Strona 1 z 1

ESP 1010 - wadliwy sterownik?

: czwartek 26 lip 2007, 12:53
autor: delegat
Witam....jest taki temat. Po długiej i owocnej pracy na karcie M-audio Audiophile 2496, przesiadlem się na ESP 1010 i zaczęły się problemy. Pracuję na Cubase SE, PC z Pentium 4 3GHz, Płyta Gigabyte 8 IPE 1000G z HT, grafika Matrox P650, 1 GB Ram w dualu (2x512), XP Pro z service Pack2. Dysk systemowy 80 GB 7200 obr, dyska audio 250 GB SATA.
Przy użyciu standardowego sterownika karty ASIO 2, który pojawia się w Device w Cubasie pojawiają się przerwy 1-2 sek w odtwarzaniu (losowo), nagrywanie idzie odtwarzania brak. Przetestowałem wszystkie dostępne wersje sterowników do tej karty i jest to samo. Problem z przerwami znika po przełączeniu w Device na Sterownik: ASIO Direct X. Wyprzedzając ew. patania, informuję że wizytę na www.musicxp.net mam zaliczoną, zaś wybrany port PCI jest jedyny przy którym nie występują współdzielenia przerwań a to z ACPI, a to z USB host itp.
System jest świeżo postawiony, zaś komp służy tylko do studia. Obciążenie CPU z poziomu SE są na poziomie 20 %, zaś wszystkie testy synchronizacji wychodza ok. Jednak przy ASIO Direct X po dograniu kolejnych śladów słychać pewne opóźnienie....

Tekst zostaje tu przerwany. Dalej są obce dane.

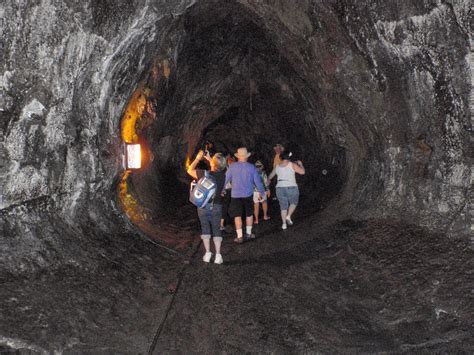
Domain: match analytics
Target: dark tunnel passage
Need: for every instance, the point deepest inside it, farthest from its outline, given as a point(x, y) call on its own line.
point(231, 85)
point(373, 96)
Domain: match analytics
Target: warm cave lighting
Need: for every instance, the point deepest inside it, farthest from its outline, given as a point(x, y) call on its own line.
point(133, 159)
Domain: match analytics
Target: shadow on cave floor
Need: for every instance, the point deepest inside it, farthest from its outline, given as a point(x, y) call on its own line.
point(369, 286)
point(366, 286)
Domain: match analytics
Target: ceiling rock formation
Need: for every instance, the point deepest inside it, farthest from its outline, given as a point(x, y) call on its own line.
point(374, 93)
point(373, 96)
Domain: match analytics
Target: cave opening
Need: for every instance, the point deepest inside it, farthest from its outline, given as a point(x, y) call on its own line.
point(231, 84)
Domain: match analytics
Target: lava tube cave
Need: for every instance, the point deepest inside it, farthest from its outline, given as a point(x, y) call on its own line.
point(374, 98)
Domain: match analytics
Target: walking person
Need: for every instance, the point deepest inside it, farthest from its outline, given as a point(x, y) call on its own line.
point(257, 200)
point(286, 188)
point(225, 221)
point(210, 215)
point(243, 176)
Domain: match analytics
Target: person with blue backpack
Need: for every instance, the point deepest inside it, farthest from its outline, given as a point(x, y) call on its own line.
point(206, 194)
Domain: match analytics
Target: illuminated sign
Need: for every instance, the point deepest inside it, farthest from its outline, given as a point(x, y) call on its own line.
point(133, 158)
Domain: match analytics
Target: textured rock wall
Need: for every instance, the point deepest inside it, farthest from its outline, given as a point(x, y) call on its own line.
point(388, 82)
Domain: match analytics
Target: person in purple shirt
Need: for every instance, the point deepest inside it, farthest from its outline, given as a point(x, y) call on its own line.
point(243, 176)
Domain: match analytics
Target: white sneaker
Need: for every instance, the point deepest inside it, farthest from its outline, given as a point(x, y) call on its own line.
point(218, 259)
point(207, 257)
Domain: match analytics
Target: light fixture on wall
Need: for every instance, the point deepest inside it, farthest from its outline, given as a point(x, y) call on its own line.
point(132, 158)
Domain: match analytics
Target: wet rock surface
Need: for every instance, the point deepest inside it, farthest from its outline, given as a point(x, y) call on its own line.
point(376, 94)
point(367, 286)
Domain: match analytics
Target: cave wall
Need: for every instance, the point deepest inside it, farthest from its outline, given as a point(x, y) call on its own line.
point(389, 83)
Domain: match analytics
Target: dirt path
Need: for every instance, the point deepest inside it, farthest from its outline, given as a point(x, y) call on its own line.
point(351, 287)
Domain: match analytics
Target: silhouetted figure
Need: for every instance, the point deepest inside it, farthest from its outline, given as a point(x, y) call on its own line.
point(243, 176)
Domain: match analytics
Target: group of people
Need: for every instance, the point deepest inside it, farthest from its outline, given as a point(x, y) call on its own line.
point(248, 186)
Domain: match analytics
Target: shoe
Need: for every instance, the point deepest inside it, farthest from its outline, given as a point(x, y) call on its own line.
point(207, 257)
point(249, 236)
point(218, 259)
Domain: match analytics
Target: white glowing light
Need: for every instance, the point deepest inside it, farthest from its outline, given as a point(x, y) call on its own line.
point(134, 159)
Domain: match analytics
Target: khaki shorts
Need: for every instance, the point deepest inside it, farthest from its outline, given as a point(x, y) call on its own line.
point(256, 199)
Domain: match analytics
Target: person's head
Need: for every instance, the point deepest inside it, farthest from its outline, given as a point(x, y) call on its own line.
point(242, 154)
point(259, 165)
point(278, 148)
point(285, 155)
point(218, 162)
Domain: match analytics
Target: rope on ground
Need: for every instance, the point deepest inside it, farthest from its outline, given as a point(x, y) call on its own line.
point(171, 303)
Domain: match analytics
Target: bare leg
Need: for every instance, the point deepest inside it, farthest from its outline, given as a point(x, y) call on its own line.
point(217, 244)
point(256, 209)
point(238, 226)
point(207, 244)
point(265, 209)
point(249, 221)
point(291, 210)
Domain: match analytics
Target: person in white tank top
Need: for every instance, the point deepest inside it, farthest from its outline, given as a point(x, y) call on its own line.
point(287, 189)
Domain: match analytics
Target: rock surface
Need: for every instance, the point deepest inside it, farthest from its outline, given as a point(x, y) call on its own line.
point(374, 93)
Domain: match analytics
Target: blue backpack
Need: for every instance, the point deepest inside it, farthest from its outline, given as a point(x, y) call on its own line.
point(202, 191)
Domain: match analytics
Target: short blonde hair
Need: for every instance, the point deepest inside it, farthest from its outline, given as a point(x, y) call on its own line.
point(219, 161)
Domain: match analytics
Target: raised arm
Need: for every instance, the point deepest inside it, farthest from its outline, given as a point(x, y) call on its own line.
point(298, 167)
point(192, 168)
point(272, 174)
point(228, 176)
point(258, 182)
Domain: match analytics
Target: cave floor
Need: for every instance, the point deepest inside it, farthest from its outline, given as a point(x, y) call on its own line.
point(370, 286)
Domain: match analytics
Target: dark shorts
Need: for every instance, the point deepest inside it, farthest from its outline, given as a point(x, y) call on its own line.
point(242, 206)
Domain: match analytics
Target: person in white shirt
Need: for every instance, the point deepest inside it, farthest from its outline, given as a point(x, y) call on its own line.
point(286, 188)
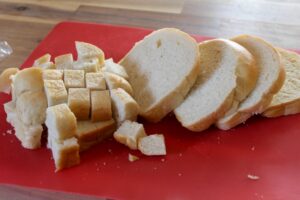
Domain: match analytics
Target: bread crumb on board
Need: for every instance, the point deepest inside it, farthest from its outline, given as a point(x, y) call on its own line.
point(253, 177)
point(132, 158)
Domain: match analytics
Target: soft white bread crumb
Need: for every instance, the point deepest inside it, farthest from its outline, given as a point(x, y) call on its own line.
point(5, 80)
point(114, 81)
point(100, 106)
point(29, 135)
point(64, 61)
point(56, 92)
point(88, 65)
point(32, 113)
point(287, 100)
point(162, 68)
point(44, 62)
point(270, 80)
point(95, 81)
point(65, 153)
point(112, 67)
point(129, 133)
point(123, 105)
point(61, 122)
point(90, 133)
point(29, 79)
point(79, 102)
point(52, 74)
point(87, 51)
point(132, 158)
point(74, 78)
point(228, 75)
point(152, 145)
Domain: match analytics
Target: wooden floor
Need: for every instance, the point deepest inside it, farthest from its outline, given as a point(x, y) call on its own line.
point(24, 23)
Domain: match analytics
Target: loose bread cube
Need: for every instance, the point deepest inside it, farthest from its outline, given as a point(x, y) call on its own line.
point(101, 106)
point(56, 92)
point(61, 122)
point(90, 133)
point(64, 61)
point(112, 67)
point(52, 74)
point(114, 81)
point(79, 102)
point(88, 51)
point(123, 105)
point(65, 153)
point(95, 81)
point(152, 145)
point(89, 65)
point(129, 133)
point(74, 78)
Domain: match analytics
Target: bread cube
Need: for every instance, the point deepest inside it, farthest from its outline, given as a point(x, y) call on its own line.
point(101, 106)
point(95, 81)
point(56, 92)
point(123, 105)
point(152, 145)
point(129, 133)
point(65, 153)
point(114, 81)
point(79, 102)
point(52, 74)
point(74, 78)
point(61, 122)
point(89, 65)
point(64, 61)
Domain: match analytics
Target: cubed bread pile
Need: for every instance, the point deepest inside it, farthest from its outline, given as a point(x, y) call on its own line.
point(217, 82)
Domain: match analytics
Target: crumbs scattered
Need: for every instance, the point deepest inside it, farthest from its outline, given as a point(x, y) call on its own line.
point(132, 158)
point(253, 177)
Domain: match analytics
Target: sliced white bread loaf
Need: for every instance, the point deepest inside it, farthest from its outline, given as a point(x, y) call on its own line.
point(228, 75)
point(270, 79)
point(161, 69)
point(287, 100)
point(124, 107)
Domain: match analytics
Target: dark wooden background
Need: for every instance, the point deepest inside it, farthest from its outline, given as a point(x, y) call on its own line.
point(24, 23)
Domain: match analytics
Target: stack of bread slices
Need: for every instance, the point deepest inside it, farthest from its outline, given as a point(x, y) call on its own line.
point(221, 82)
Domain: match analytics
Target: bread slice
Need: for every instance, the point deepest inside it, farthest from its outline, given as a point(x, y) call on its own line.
point(95, 81)
point(161, 69)
point(53, 74)
point(87, 51)
point(124, 107)
point(129, 134)
point(228, 75)
point(79, 102)
point(74, 78)
point(65, 153)
point(152, 145)
point(112, 67)
point(270, 80)
point(64, 61)
point(90, 133)
point(56, 92)
point(287, 100)
point(114, 81)
point(61, 122)
point(100, 106)
point(5, 79)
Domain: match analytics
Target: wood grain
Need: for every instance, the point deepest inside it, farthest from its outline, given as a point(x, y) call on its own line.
point(24, 23)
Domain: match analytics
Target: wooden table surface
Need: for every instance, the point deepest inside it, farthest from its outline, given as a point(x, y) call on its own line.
point(24, 23)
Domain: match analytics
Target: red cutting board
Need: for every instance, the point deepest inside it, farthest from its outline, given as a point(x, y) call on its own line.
point(212, 164)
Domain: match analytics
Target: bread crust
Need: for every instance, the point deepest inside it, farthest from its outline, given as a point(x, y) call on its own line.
point(241, 116)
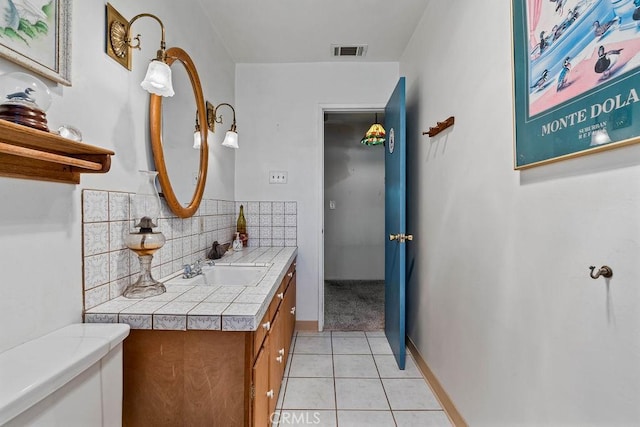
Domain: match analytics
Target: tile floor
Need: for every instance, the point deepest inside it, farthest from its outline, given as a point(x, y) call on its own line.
point(344, 379)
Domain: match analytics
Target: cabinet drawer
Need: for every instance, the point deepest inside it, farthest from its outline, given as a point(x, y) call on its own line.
point(261, 333)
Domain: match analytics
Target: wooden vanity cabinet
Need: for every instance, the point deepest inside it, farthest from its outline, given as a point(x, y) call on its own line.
point(209, 378)
point(276, 348)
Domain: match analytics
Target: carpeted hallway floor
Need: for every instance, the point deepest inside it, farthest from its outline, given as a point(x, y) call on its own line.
point(353, 305)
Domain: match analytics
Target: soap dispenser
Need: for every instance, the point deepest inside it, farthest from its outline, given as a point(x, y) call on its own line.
point(237, 243)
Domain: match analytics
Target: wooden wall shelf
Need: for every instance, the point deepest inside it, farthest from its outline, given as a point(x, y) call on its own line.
point(34, 154)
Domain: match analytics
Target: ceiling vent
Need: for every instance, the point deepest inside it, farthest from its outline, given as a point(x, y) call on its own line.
point(351, 50)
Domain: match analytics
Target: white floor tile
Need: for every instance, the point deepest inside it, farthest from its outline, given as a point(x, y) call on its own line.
point(309, 393)
point(287, 367)
point(350, 345)
point(311, 365)
point(354, 366)
point(347, 334)
point(283, 388)
point(379, 345)
point(421, 418)
point(388, 367)
point(306, 418)
point(366, 419)
point(313, 333)
point(366, 394)
point(409, 394)
point(312, 345)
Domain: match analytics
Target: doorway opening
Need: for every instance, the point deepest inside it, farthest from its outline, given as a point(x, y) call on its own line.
point(354, 223)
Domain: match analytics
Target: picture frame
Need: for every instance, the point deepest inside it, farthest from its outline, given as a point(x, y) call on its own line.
point(36, 34)
point(576, 67)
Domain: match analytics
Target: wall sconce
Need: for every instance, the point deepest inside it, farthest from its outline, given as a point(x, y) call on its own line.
point(197, 136)
point(120, 44)
point(375, 135)
point(231, 137)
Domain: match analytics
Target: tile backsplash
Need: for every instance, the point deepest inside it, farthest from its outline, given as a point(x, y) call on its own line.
point(108, 265)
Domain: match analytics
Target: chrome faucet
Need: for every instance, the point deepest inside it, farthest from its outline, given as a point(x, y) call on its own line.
point(192, 270)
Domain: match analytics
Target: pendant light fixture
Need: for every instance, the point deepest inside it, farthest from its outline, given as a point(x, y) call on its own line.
point(375, 135)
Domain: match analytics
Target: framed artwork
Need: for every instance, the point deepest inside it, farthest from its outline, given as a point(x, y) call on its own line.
point(36, 35)
point(576, 77)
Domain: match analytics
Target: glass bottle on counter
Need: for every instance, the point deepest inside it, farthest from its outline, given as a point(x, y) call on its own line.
point(241, 227)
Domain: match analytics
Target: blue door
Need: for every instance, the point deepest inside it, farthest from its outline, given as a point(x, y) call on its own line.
point(395, 222)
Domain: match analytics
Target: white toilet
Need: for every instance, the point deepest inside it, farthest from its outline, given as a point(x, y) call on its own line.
point(70, 377)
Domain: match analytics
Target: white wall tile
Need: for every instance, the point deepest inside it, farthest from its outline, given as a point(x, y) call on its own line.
point(96, 238)
point(96, 270)
point(95, 206)
point(118, 206)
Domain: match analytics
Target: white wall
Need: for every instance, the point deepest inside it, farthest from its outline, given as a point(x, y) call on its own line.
point(281, 130)
point(40, 223)
point(354, 179)
point(501, 305)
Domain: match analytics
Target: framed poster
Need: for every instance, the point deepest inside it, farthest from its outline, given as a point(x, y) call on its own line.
point(576, 77)
point(36, 35)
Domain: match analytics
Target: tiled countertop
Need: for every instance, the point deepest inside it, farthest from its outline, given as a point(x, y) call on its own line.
point(200, 307)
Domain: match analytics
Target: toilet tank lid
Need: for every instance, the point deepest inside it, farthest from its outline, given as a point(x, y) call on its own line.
point(33, 370)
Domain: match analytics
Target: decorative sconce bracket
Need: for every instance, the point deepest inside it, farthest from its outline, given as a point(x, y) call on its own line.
point(213, 118)
point(118, 37)
point(439, 127)
point(117, 30)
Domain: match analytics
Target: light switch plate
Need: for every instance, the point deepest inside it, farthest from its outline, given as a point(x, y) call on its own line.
point(278, 177)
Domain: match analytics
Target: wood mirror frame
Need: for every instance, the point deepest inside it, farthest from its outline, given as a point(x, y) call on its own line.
point(155, 127)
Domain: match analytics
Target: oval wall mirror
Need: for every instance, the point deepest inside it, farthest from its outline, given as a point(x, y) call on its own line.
point(182, 170)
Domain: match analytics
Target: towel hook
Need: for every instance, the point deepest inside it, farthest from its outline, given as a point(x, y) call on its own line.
point(604, 271)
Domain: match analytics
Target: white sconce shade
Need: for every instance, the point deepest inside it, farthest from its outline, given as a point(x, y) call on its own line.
point(599, 137)
point(197, 140)
point(230, 140)
point(158, 79)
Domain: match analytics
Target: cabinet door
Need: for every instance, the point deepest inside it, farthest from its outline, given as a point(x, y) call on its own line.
point(261, 388)
point(277, 358)
point(289, 313)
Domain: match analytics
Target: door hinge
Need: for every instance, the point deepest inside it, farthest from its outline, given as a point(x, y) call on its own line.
point(401, 237)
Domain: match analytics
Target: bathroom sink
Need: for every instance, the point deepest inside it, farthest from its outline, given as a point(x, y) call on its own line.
point(233, 275)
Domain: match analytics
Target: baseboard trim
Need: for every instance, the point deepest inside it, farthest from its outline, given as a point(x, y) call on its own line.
point(306, 325)
point(442, 396)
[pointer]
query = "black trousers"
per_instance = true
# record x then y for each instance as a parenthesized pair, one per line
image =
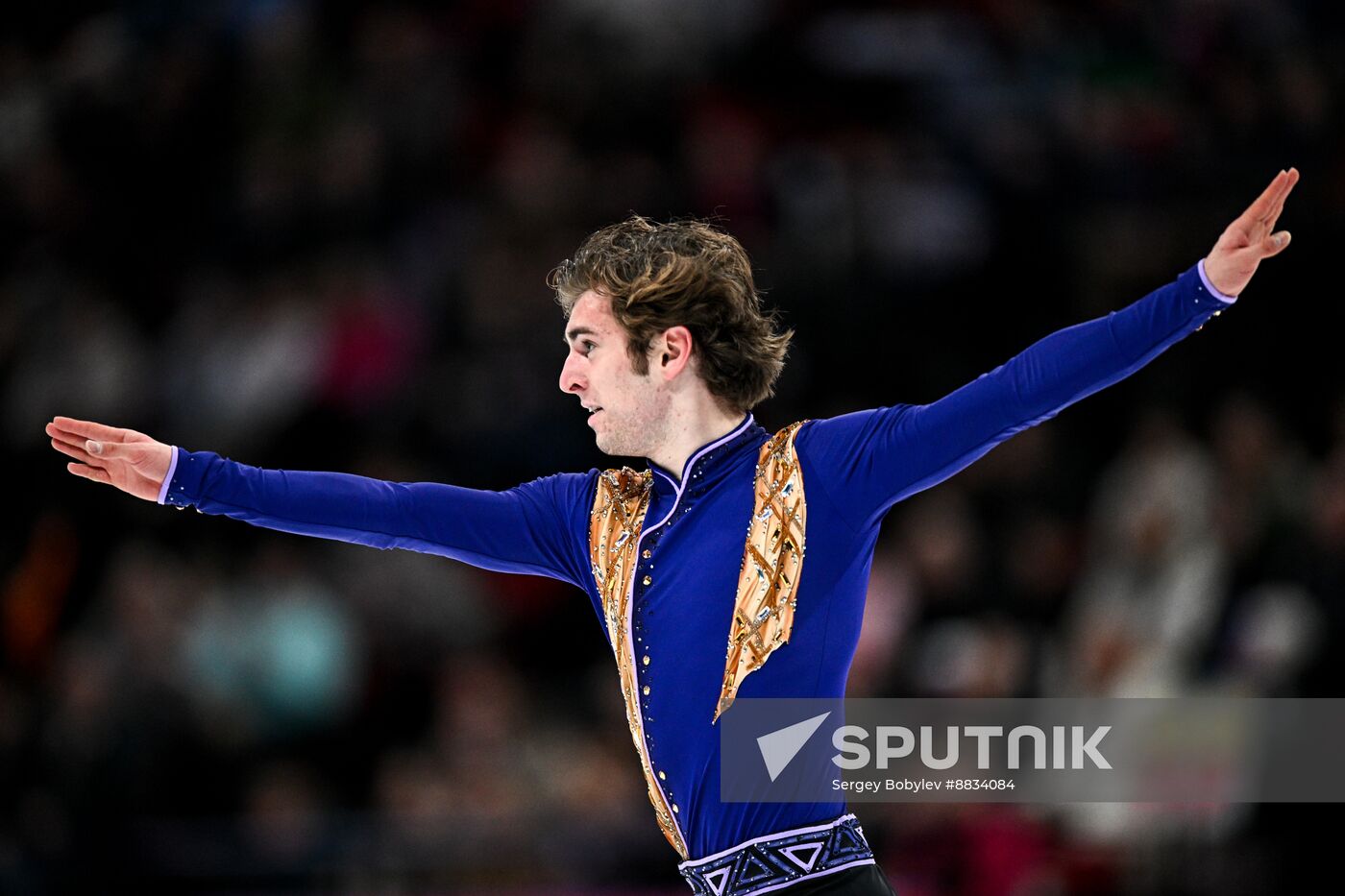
(865, 880)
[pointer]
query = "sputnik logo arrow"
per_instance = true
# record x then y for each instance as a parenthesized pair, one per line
(780, 747)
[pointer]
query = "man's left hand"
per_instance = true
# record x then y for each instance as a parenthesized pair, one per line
(1251, 238)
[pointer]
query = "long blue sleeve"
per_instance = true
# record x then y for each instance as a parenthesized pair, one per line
(871, 459)
(538, 527)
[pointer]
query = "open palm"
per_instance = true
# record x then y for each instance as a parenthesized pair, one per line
(1251, 238)
(131, 460)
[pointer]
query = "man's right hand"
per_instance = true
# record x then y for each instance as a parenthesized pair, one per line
(124, 458)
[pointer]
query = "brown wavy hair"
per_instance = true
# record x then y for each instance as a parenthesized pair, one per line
(682, 274)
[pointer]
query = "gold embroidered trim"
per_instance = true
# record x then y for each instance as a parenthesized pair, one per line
(615, 523)
(763, 614)
(772, 560)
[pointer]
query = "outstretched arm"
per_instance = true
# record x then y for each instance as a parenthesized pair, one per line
(533, 529)
(869, 460)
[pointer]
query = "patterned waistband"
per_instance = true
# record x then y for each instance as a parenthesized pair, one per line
(770, 862)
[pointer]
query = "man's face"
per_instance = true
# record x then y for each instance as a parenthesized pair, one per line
(628, 412)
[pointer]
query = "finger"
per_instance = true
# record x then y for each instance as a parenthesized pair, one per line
(78, 453)
(1275, 244)
(1284, 195)
(89, 429)
(1266, 202)
(90, 472)
(67, 437)
(104, 451)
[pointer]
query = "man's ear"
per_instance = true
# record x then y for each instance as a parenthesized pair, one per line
(674, 351)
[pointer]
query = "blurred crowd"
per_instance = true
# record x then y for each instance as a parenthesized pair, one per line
(315, 235)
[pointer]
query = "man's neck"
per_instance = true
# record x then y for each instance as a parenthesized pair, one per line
(688, 432)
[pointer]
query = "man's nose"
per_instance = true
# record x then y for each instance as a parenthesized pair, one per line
(571, 379)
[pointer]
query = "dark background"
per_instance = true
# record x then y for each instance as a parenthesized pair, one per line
(315, 235)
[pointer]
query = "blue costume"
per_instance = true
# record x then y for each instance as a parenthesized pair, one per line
(690, 550)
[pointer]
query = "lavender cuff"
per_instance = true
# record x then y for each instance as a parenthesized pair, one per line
(172, 469)
(1210, 287)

To tylko tyle...może ktoś ma jakiś pomysł

Re: ESP 1010 - wadliwy sterownik?

: piątek 27 lip 2007, 01:44
autor: WG
Może ten "gruby" kabel połączeniowy jest wadliwy chociaż karta powinna mieć jakieś "auto test" i w razie problemów połączeniowych zgłosiłby to sterownik karty ale kto wie. Może owe przerwy to właśnie utrata synchronizacji pomiędzy kartą PCI.

Podłącz odsłuch karty bezpośrednio z karty PCI za pomocą wyjścia optycznego do jakiegoś urządzenia z wejściem optycznym (jak masz taką możliwość) i wtedy przynajmniej może uda się ustalić czy jest to związane ze sterownikiem tej karty etc.
Wyjście optyczne znajduje się bezpośrednio na karcie PCI.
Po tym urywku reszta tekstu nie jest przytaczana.